A quick Google search turns up the following numbers for the United States in 2018:
Value of trucking in the US, which carries most of our land freight = $796.7 billion
Value of US seaports = $5.4 trillion
So sea trade accounted for about 7x the value of trucking. Shipping, imports and exports, was about ¼ of the nation's GDP in 2018. The value for trucking doesn't include railroads or air freight, but trucking represents the largest portion of land trade here. You could perhaps look at these numbers as "domestic trade routes" (the trucks) and "international trade routes" (the shipping), and even with all our investment and innovation in land trade, maritime trade still accounts for far more value. I wouldn't be shocked if Imperial Rome or Great Britain in the mid-18th Century were similar. In fact, they might have had even more of their GDP from their maritime routes, because they didn't have railroads and multi-lane interstates.

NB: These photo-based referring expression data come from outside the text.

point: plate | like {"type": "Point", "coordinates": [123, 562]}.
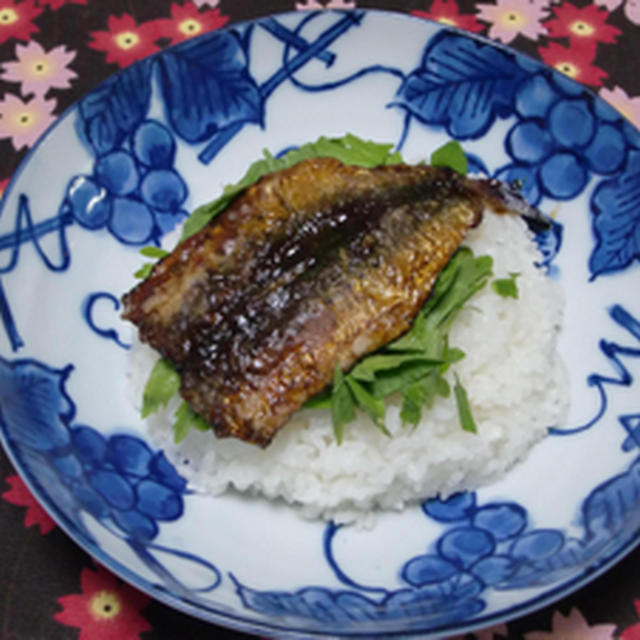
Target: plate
{"type": "Point", "coordinates": [120, 169]}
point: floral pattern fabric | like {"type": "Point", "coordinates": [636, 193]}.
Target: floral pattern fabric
{"type": "Point", "coordinates": [51, 53]}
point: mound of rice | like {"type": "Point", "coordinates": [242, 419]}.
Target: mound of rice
{"type": "Point", "coordinates": [515, 381]}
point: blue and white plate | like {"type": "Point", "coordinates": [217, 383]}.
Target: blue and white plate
{"type": "Point", "coordinates": [121, 168]}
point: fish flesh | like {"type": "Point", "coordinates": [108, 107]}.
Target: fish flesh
{"type": "Point", "coordinates": [311, 266]}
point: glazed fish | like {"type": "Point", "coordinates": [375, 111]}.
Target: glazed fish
{"type": "Point", "coordinates": [315, 265]}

Rivers and canals have made a huge difference to inland trade over the centuries, and I don't know whether river trade is given due respect or short shrift in Civ VI (although I kind of feel like it's the latter). I think most of the world's great rivers have been major trade routes. The city of Montreal pretty much exists because that was a portage on the Saint Lawrence, and I bet there are cities in Europe that exist primarily because of the economic value of sitting on one of the big rivers. One of the things that dramatically grew the economy of England was the proliferation of the flat-bottomed river boats that allowed trade goods to be delivered inexpensively to every little village and hamlet. Marco Polo wrote that the canals in the capital of Imperial China were so crowded with barges and boats that you didn't need a bridge to walk across.
Anyway, with all of that wealth traveling by sea, interdicting those maritime routes is the key way to cripple an adversary's economy. Hence, navies.